世界顶级深度换脸(deepfake)艺术家与他自己创造的怪物角力

岸边露伴
岸边露伴

发布于2019-08-22 17:28来源:原创 0 评论 0 点赞

世界顶级深度换脸(deepfake)艺术家与他自己创造的怪物角力(1)


黎颢的职业生涯一直在完善数字骗局。而如今,他正在努力解决现成的且越来越天衣无缝的欺骗。

今年6月,中国大连——一个半岛上的城市,一个方向从北京向外延伸,另一个方向从朝鲜边境延伸,汇聚到黄海。黎颢站在一个巨大、棱角分明的建筑里,这里很适合成为007反派的巢穴。外面天气闷热,安全措施严密。世界经济论坛年会正在城市中举行。

黎颢的附近,来自世界各地的政客和首席执行官们轮流走进一个摊位。在摊位上,他们笑着看到自己的脸变成了一张名人的脸:李小龙,尼尔·阿姆斯特朗,或者奥黛丽·赫本。这种戏法是实时的,而且几乎完美无缺。

这台引人注目的换脸机器不仅仅是制造来娱乐世界上的富人和权贵。黎颢希望这些有权有势的人能够因此考虑被人工智能篡改的视频——“深度换脸”——可能给他们和其他人带来的后果。

长久以来虚假信息一直是破坏地缘政治的流行工具,社交媒体更是为虚假新闻的传播推波助澜。当假视频像假新闻一样容易制作时,这实际上就保证了它的武器化。想要左右一场选举,毁掉敌人的事业和名誉,或者引发种族暴力? 很难想象有比一段看起来真实的视频更有效的载体了,它像野火一样在Facebook、WhatsApp或Twitter上迅速传播,速度之快让人们无法分辨自己已经被骗。

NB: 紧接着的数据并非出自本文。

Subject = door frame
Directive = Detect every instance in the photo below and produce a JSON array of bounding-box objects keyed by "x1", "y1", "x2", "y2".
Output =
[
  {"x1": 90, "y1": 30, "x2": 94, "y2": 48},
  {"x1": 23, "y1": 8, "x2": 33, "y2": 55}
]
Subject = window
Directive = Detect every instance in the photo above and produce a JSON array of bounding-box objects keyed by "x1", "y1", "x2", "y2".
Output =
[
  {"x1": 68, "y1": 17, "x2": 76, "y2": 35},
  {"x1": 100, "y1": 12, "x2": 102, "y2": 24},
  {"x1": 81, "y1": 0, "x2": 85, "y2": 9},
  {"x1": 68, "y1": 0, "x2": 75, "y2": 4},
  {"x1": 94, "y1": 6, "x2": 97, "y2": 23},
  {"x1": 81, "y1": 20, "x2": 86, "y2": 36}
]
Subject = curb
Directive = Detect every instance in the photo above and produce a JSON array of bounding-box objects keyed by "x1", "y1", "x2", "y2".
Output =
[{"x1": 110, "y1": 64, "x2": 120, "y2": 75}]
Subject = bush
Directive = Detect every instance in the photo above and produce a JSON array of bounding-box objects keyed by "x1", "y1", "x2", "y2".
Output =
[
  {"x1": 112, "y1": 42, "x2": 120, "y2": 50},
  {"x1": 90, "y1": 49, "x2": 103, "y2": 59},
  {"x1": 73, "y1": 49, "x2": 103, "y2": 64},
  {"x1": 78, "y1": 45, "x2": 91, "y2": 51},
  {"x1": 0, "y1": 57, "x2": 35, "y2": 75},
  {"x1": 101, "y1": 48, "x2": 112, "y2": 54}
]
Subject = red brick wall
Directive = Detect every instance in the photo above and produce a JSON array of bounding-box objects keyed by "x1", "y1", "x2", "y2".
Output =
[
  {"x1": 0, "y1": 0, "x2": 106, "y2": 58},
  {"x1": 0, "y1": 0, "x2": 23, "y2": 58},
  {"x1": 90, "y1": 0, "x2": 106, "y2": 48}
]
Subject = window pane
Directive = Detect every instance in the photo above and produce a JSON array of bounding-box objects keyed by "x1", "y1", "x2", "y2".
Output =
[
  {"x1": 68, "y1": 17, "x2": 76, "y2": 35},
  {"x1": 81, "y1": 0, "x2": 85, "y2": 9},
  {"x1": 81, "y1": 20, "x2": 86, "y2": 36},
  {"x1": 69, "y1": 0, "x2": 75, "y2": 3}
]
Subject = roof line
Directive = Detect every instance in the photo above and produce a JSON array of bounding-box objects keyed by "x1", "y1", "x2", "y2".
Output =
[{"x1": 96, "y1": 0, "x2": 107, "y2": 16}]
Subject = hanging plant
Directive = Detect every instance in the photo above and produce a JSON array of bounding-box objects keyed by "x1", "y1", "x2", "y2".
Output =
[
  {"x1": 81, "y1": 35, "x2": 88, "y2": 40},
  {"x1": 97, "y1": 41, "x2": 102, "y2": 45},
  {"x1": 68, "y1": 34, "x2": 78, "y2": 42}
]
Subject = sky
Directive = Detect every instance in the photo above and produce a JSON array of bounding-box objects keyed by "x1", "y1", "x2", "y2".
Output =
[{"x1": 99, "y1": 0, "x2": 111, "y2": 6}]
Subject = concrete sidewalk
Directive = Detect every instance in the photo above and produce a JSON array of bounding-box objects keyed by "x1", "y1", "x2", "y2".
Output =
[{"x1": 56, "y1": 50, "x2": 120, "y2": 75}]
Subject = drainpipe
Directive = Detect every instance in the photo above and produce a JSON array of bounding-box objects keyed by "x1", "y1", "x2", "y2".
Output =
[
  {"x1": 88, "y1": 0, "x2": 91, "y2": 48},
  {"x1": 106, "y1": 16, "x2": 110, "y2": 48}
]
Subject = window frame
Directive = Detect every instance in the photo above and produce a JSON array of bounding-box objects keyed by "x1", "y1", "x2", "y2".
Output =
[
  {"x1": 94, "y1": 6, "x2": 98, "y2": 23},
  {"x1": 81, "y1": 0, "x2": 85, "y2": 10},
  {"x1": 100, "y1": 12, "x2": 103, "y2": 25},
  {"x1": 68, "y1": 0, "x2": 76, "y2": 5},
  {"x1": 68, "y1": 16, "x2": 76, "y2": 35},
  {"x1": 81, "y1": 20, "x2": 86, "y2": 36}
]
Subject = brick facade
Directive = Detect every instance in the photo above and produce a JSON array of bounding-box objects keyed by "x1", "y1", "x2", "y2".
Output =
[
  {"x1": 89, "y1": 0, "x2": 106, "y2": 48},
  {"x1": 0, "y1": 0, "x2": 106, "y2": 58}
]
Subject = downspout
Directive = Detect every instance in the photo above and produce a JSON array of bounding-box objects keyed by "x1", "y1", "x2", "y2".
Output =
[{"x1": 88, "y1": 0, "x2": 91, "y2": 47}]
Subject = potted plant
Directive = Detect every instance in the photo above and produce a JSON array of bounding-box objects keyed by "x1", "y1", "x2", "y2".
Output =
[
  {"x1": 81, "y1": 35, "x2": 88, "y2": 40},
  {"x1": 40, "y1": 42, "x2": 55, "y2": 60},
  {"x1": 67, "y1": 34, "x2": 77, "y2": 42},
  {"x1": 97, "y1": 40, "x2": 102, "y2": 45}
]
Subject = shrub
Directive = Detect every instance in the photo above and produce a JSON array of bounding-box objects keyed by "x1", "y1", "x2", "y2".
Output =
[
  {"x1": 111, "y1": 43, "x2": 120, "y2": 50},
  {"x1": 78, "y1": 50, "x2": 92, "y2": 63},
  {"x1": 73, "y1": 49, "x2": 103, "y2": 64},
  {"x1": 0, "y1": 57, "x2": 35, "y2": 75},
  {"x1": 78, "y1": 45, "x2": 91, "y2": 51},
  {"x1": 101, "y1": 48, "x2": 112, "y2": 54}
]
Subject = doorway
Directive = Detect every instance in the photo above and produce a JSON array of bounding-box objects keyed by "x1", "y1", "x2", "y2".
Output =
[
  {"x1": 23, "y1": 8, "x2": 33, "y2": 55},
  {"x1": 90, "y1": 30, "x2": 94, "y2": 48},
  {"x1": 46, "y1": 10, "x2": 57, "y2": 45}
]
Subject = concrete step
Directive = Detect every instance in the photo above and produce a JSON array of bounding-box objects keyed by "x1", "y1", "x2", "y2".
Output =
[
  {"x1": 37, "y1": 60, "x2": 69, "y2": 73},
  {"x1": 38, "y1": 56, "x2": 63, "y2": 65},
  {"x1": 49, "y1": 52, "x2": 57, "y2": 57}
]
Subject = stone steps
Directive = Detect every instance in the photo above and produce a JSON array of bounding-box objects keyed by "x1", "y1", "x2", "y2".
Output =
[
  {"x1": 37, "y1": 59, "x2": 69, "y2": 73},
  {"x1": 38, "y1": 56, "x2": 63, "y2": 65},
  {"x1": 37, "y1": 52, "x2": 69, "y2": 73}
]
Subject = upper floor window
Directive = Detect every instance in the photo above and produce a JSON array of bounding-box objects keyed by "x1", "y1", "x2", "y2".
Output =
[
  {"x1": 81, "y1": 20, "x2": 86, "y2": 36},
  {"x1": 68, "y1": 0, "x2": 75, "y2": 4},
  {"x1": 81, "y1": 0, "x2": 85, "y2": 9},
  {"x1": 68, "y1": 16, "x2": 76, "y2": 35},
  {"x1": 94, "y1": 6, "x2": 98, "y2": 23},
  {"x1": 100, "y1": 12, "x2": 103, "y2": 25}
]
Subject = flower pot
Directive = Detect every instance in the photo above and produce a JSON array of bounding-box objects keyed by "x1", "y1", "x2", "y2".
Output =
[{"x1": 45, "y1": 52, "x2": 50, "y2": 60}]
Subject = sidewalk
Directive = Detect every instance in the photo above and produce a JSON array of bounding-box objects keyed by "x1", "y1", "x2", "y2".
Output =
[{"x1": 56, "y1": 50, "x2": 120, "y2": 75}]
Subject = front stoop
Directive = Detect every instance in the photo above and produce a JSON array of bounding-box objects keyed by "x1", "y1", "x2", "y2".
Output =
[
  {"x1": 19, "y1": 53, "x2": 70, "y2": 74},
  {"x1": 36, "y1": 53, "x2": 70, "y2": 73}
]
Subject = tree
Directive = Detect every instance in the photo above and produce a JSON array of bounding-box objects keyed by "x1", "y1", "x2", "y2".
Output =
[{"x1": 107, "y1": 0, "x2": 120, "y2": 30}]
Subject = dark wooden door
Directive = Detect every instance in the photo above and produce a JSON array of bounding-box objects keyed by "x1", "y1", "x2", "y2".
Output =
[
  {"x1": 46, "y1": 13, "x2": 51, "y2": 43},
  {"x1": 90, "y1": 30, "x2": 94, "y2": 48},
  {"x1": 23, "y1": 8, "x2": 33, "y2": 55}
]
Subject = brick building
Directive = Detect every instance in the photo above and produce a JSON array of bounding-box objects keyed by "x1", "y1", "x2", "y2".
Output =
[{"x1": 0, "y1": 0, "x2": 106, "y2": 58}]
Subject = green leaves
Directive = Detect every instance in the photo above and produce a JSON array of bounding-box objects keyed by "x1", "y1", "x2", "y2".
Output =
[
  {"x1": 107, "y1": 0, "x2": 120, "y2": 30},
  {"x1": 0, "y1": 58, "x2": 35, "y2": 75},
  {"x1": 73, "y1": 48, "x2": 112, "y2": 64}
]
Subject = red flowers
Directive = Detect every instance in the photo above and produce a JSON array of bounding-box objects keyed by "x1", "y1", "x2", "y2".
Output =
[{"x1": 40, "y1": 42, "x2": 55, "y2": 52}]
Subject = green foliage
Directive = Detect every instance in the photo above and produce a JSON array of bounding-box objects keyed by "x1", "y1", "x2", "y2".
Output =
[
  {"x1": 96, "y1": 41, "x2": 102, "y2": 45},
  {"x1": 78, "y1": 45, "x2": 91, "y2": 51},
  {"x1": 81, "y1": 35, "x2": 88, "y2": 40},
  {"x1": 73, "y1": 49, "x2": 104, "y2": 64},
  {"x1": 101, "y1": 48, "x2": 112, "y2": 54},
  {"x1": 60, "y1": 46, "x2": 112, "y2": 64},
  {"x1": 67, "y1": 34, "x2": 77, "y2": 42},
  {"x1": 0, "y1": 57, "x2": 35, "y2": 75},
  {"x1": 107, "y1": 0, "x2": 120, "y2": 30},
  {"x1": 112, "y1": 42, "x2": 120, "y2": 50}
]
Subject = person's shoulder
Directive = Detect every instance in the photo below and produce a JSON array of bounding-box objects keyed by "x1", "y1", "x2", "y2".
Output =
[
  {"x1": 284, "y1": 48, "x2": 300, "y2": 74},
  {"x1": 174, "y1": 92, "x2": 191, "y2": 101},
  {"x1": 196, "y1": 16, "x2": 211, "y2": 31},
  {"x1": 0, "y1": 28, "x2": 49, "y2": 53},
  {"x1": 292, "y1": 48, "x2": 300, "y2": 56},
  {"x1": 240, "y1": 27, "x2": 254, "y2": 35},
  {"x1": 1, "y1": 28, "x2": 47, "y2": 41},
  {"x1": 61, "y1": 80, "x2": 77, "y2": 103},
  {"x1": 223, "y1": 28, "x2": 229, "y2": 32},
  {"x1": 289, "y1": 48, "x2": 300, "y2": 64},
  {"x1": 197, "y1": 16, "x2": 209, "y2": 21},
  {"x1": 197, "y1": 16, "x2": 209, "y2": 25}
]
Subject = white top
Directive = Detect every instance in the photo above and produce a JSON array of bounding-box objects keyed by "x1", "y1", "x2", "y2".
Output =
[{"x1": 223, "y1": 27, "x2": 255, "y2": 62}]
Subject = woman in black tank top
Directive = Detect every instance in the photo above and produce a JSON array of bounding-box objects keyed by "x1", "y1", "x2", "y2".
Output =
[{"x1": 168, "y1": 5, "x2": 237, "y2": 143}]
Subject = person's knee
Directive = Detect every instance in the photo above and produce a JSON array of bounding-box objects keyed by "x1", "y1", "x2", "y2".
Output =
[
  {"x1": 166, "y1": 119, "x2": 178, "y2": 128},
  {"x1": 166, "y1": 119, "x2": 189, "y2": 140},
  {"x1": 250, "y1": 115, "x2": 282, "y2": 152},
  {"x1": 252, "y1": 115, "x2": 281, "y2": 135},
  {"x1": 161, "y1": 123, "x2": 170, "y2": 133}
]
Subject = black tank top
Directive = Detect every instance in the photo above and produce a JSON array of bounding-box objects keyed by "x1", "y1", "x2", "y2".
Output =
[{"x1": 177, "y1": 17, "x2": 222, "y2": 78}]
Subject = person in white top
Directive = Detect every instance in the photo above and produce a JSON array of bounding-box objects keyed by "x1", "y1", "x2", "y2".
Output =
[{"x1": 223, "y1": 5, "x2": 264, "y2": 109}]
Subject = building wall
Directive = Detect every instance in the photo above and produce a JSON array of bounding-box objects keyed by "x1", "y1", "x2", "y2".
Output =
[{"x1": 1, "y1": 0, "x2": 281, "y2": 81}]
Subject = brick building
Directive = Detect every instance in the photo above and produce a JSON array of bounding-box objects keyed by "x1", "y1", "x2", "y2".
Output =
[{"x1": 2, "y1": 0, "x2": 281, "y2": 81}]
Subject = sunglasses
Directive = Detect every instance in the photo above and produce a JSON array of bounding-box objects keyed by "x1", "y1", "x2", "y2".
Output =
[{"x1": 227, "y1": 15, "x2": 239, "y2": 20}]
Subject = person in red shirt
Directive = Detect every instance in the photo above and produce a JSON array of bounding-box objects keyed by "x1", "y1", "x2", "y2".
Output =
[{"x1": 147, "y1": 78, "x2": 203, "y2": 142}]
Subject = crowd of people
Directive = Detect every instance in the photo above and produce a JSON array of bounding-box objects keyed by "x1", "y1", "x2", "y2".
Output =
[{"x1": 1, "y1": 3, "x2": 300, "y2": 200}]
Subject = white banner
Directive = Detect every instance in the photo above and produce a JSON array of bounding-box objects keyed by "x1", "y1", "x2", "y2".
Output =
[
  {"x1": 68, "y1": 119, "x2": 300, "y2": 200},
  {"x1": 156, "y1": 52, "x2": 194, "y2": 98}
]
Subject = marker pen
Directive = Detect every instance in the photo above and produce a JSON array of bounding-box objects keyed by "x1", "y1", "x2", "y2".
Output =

作为数字伪造的先驱,黎颢担心深度换脸仅仅是个开始。尽管黎颢帮助开创了一个不能永远相信自己的双眼的时代,但他想利用自己的技能来解决一个迫在眉睫的问题——无处不在、近乎完美的视频骗局。

问题是,现在会不会已经太晚了?


改写现实


黎颢不是典型的深度换脸用户。他不会潜伏在Reddit上发布假色情片,也不会把一些著名电影改成由尼古拉斯.凯奇主演。在他的职业生涯中,他一直在开发尖端技术来更容易、更令人信服地伪造人脸。他还在现代大片中篡改了一些世界上最著名的面孔,让数百万人相信一个其实不存在的微笑或眨眼。某天下午他在洛杉矶的办公室里用Skype聊天,不经意间提到威尔·史密斯最近来过这里看一部他正在拍的电影。

演员们经常到黎颢在南加州大学的实验室对自己的样子进行数码扫描。他们被安排在一个球形阵列的灯光和机器视觉摄像机前,以此捕捉他们的面部形状、面部表情、肤色和纹理,精确至单个毛孔的级别。制作电影的特效团队可以处理已经拍摄好的场景,甚至可以在后期制作中为新场景添加一个演员。

这种数字骗局如今在大预算电影中很普遍。背景通常以数字方式呈现,动作场景中将演员的脸贴在特技演员身上也是很常见的。这为电影观众带来了令人惊叹的时刻,像是年轻的莱娅公主在《星球大战外传:侠盗一号》的结尾短暂现身时,尽管扮演莱娅的女演员凯莉.费雪在电影拍摄时已年近60。

让这些特效看起来出色通常需要大量的专业知识和数百万美元。但由于人工智能的进步,现在在一个视频中互换两张脸几乎变得微不足道,不需要比一台笔记本电脑更高级的装备。只要掌握一点额外的技能,你就能让政客、首席执行官或你的仇人说或做任何你想做的事(就像故事开头的视频中,黎颢把埃隆•马斯克的样子换到了我的脸上)。


欺骗的历史


黎颢本人看起来更偏向赛博朋克,而不是日落大道。他的头发被剃成莫霍克式,垂向一边,经常穿着黑色t恤和皮夹克。说话时他总是眨眼,这一奇怪的习惯暴露了他总是在电脑屏幕温暖的灯光下度过深夜。他并不羞于炫耀他的技术才华,或者他的作品。在交谈中,他喜欢拿出智能手机给你看一些新东西。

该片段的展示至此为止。